II faut que ces deux pics soient aussi peu marqués que possible.
L’estomac délivre petit à petit les nutriments, évite
les à-coups, assure l'étalement de l'apport en glucose à l'organisme
sur plusieurs heures.
La satiété
Elle estinversement proportionnelle à l'index
glycémique d'un aliment. C'est-à-dire que
plus un sucre est
« lent », mieux il coupe la faim.
La nature chimique des glucides
Quelques exemples
Le glucose a un index de 100, alors que le fructose (sucre des fruits) présente
un index de 20, ce qui explique que les fruits ont des index bas.

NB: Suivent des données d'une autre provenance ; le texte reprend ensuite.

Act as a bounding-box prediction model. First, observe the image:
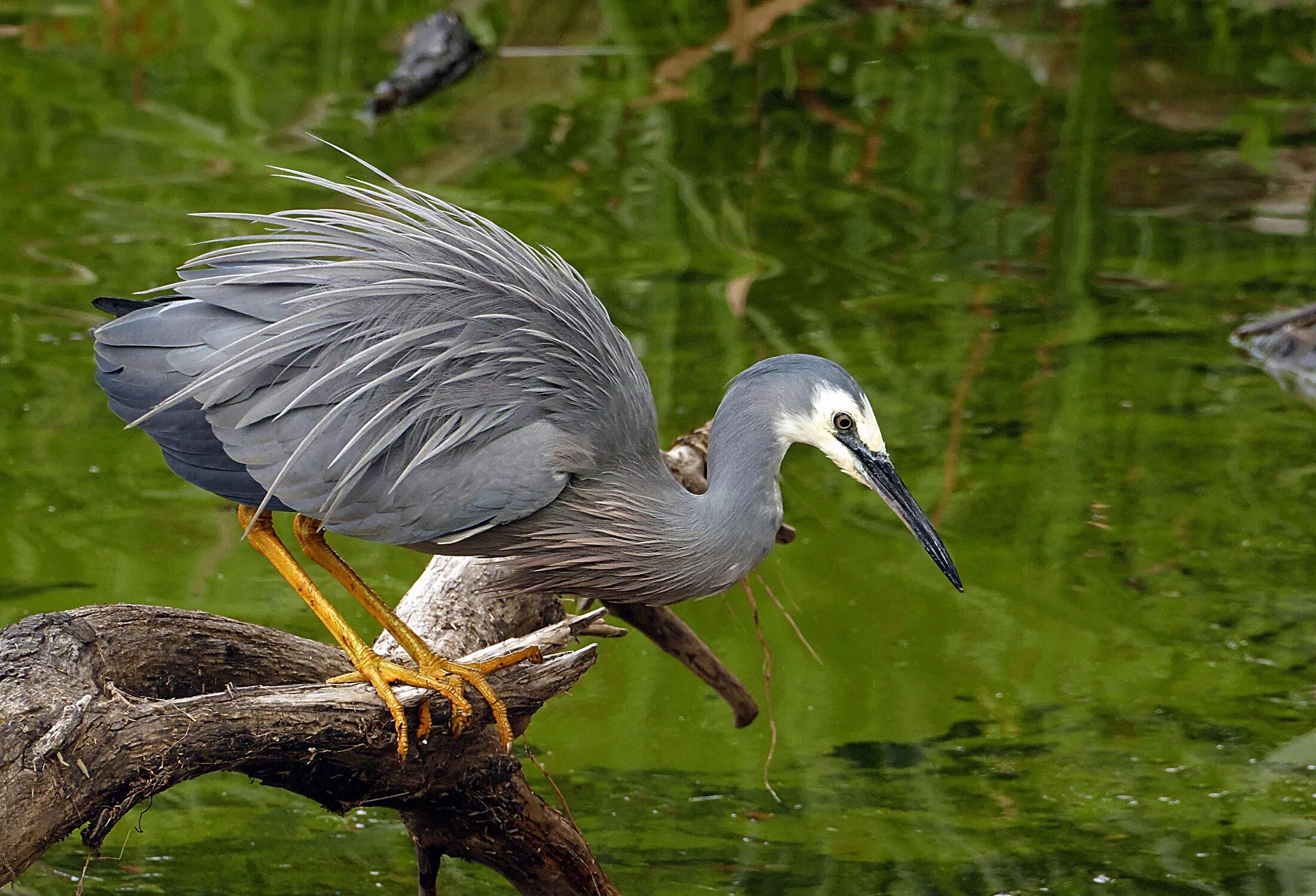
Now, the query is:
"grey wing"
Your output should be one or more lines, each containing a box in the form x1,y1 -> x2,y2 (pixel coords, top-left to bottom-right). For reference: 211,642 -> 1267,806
96,157 -> 657,543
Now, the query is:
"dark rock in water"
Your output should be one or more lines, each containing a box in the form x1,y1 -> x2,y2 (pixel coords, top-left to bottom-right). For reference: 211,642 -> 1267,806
368,12 -> 485,114
1229,305 -> 1316,404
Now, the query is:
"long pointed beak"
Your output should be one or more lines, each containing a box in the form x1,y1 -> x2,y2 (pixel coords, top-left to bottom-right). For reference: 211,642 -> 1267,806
845,438 -> 965,591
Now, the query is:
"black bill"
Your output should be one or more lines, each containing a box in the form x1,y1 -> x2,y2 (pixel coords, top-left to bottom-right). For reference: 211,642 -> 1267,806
841,435 -> 965,591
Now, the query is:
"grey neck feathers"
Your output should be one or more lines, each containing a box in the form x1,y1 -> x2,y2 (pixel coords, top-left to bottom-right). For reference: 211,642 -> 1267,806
679,387 -> 788,587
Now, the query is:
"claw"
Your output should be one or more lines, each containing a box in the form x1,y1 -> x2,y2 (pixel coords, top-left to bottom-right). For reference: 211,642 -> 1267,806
329,651 -> 471,759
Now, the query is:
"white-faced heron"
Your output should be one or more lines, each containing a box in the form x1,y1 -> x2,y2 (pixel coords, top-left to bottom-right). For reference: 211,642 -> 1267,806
95,152 -> 962,757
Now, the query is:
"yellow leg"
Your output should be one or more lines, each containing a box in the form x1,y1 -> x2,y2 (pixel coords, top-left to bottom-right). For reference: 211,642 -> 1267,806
238,507 -> 452,759
292,513 -> 544,749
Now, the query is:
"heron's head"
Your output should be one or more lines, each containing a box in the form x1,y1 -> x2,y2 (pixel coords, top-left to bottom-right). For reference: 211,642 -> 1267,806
741,355 -> 963,591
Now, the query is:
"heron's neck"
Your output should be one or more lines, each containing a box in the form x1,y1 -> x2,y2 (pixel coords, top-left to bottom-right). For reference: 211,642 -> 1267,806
697,392 -> 787,580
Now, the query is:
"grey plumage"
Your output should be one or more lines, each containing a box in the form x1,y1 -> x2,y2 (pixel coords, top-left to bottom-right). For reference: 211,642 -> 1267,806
95,150 -> 954,602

Les disaccharides sont constitués par définition de deux sucres
simples. Ils ont des index moyennement élevés, par exemple
- 73 pour le miel (car il contient une bonne quantité
de glucose),
- 65 pour le saccharose (celui du sucre en morceaux ou des boissons sucrées,
formé de deux molécules arrimées l'une à l'autre
: le glucose et le fructose)
- 45 avec le lactose (celui du lait, composé de glucose et de galactose).
Autre exemple,
La banane contient 75% d'eau, de l'amidon et très peu de sucres. Au
cours du mûrissement, une partie de l'amidon se transforme en glucose.

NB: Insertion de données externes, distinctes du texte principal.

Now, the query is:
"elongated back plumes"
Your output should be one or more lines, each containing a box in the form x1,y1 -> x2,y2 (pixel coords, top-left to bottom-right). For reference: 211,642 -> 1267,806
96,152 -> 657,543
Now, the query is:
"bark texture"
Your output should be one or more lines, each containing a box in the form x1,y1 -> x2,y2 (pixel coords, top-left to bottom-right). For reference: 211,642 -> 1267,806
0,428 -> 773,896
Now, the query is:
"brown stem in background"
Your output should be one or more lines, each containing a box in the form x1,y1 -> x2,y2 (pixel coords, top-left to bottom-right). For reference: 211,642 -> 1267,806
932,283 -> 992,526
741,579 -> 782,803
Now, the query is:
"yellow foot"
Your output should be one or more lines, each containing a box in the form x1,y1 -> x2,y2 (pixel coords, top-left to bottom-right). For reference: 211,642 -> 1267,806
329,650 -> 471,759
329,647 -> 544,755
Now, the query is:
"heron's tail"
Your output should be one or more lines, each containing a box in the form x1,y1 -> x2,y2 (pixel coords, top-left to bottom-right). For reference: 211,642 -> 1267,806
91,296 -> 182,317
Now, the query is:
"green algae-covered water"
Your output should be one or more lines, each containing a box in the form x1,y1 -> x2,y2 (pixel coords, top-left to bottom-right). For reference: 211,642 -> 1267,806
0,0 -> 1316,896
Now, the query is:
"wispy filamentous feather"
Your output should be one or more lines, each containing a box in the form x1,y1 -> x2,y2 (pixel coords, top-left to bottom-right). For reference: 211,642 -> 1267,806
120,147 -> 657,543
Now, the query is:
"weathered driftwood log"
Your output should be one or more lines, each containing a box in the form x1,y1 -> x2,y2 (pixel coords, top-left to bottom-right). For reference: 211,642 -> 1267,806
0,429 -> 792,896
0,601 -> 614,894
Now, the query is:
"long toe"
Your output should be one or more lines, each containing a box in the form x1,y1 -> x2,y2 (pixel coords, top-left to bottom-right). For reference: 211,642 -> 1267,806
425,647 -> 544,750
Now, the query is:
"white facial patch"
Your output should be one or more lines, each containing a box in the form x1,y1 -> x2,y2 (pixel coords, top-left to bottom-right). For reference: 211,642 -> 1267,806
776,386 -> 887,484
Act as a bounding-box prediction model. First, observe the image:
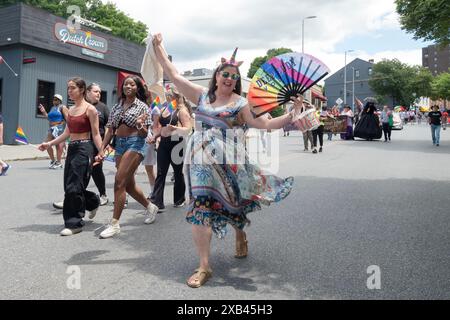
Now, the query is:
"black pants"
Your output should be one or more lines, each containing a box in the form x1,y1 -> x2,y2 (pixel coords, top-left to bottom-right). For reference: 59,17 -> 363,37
63,141 -> 100,229
313,126 -> 324,148
92,145 -> 106,196
151,138 -> 186,208
383,123 -> 392,140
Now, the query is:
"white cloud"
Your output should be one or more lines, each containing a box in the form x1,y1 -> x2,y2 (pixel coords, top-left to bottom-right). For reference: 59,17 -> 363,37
106,0 -> 421,73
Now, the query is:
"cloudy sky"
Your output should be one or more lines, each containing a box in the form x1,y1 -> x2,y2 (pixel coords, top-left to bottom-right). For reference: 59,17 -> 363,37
106,0 -> 430,77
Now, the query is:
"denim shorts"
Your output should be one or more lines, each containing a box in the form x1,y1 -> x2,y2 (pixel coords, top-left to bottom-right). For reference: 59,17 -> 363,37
116,136 -> 147,157
48,124 -> 65,139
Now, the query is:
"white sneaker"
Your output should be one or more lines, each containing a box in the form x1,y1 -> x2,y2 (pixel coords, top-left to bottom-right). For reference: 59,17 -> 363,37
50,161 -> 63,170
100,195 -> 109,206
89,208 -> 98,220
60,228 -> 83,237
53,200 -> 64,209
144,202 -> 159,224
100,222 -> 120,239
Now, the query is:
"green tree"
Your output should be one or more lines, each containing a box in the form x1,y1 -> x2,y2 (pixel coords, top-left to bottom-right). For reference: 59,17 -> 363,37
395,0 -> 450,47
0,0 -> 148,44
369,59 -> 433,107
431,69 -> 450,100
247,48 -> 292,79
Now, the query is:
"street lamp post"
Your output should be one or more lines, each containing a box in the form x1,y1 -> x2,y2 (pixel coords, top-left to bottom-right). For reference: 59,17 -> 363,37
344,50 -> 354,106
352,67 -> 355,112
302,16 -> 317,53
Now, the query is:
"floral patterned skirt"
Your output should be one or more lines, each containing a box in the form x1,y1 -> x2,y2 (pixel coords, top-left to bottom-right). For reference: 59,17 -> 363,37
185,129 -> 294,238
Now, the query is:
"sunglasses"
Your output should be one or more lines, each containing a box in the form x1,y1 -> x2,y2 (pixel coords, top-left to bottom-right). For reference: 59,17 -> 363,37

Une banane peu mûre contient donc surtout un bon sucre "lent",
mais quand elle est à maturité et sucrée, elle contient
surtout du sucre rapide.
La combinaison des sucres avec les autres
aliments diminue leur index glycémique
Selon que l'aliment est consommé seul ou non, le temps de vidange
gastrique est variable. Ce temps conditionne la vitesse de distribution du
glucose dans l'intestin grêle.
La présence de graisses (consommées en même temps que
les glucides) diminue l'index glycémique. Par exemple, alors qu'il
est de 65 pour le saccharose, il passe à 49 dans le chocolat (constitué de
graisses et de sucres) !
La combinaison de graisses et de protéines diminue encore l'index
: de 45 pour les pâtes, il passe à
39 avec les raviolis (grâce à la présence de protéines).
Dans le même esprit, l'index glycémique du lait écrémé (32)

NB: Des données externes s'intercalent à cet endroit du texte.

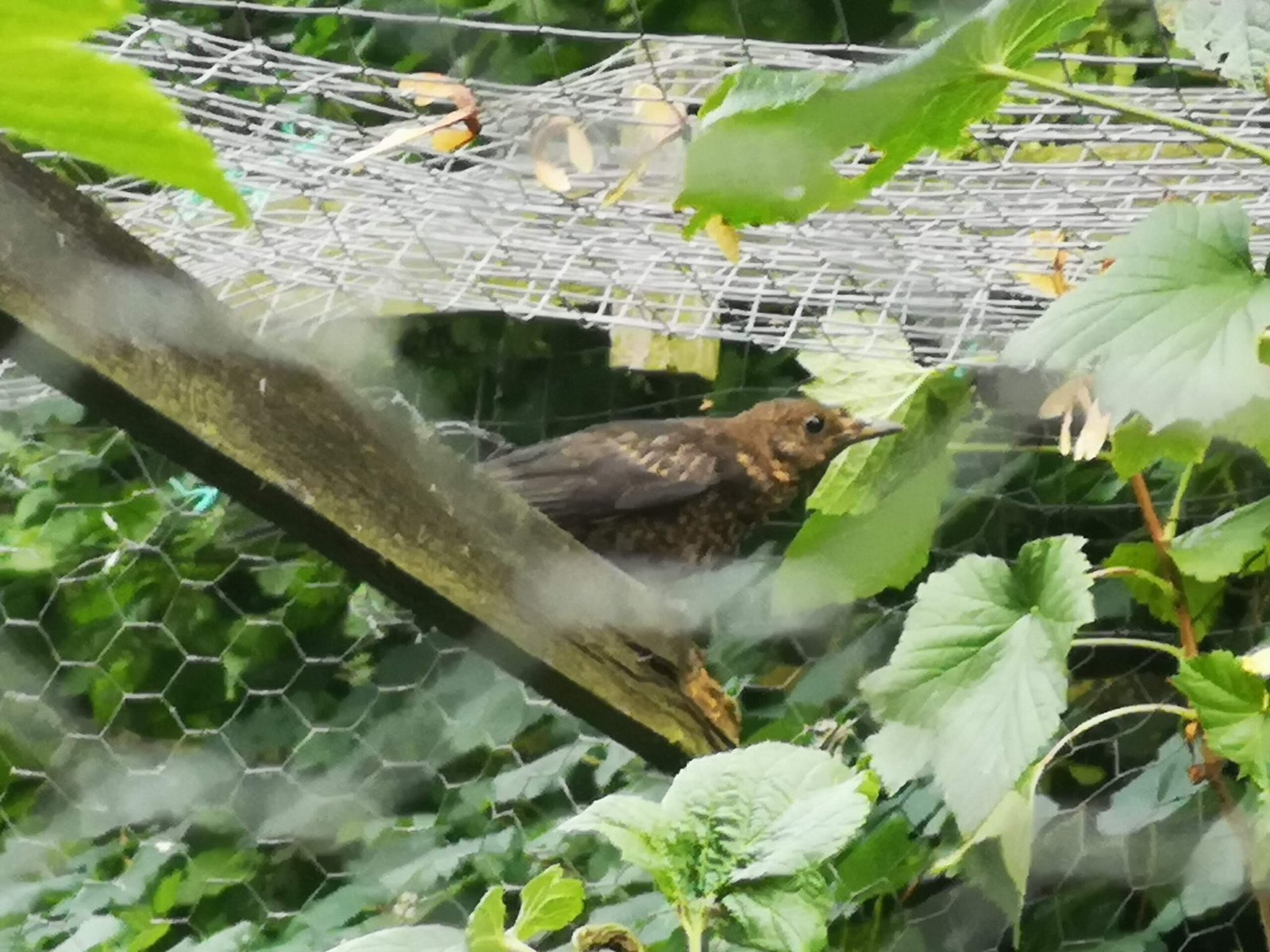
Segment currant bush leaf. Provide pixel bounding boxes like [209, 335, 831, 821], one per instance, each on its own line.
[0, 0, 250, 224]
[1172, 0, 1270, 90]
[1173, 499, 1270, 582]
[776, 457, 952, 611]
[468, 886, 506, 952]
[512, 866, 583, 942]
[1003, 202, 1270, 429]
[1173, 651, 1270, 789]
[1111, 416, 1210, 480]
[722, 872, 833, 952]
[860, 536, 1094, 830]
[1103, 542, 1226, 639]
[678, 0, 1099, 231]
[806, 373, 970, 516]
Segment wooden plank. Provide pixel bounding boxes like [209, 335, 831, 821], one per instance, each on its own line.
[0, 148, 738, 766]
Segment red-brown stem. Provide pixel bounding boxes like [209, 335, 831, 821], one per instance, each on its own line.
[1129, 472, 1270, 950]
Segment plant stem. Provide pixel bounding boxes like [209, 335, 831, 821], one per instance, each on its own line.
[979, 63, 1270, 163]
[949, 443, 1111, 459]
[1072, 636, 1185, 662]
[1129, 472, 1199, 658]
[1033, 703, 1195, 777]
[1164, 463, 1195, 542]
[1090, 565, 1177, 601]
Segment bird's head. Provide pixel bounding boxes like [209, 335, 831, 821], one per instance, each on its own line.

est inférieur à celui du lactose (46) conséquence de
la présence des protéines, celui du lait entier est encore
plus petit (27) grâce à la présence simultanée
des protéines et des graisses.
Une purée de pommes de terre bien cuite, sans graisse, est absorbée
par l'intestin presque aussi vite que de l'eau contenant une quantité équivalente
de glucose : c'est alors un véritable sucre "rapide". Si
on lui adjoint du beurre, ou du fromage râpé, son absorption
sera ralentie.
L'index glycémique du pain est fortement amélioré
du fait de son accompagnement.
Le pain n'est presque jamais consommé seul : au cours du repas, il
est au minimum accompagné d'un peu de beurre, de fromage,… Ces
combinaisons diminuent de manière importante son index glycémique.
Donc, en fait, quel que soit le pain, son index est amélioré
dès lorsqu'il fait partie d'un repas.
Dans le pain complet, la présence du germe, constitué
de graisses et de protéines, réduit l'index ; par ailleurs,
ce germe contient nombre de vitamines, de minéraux et d'acides gras.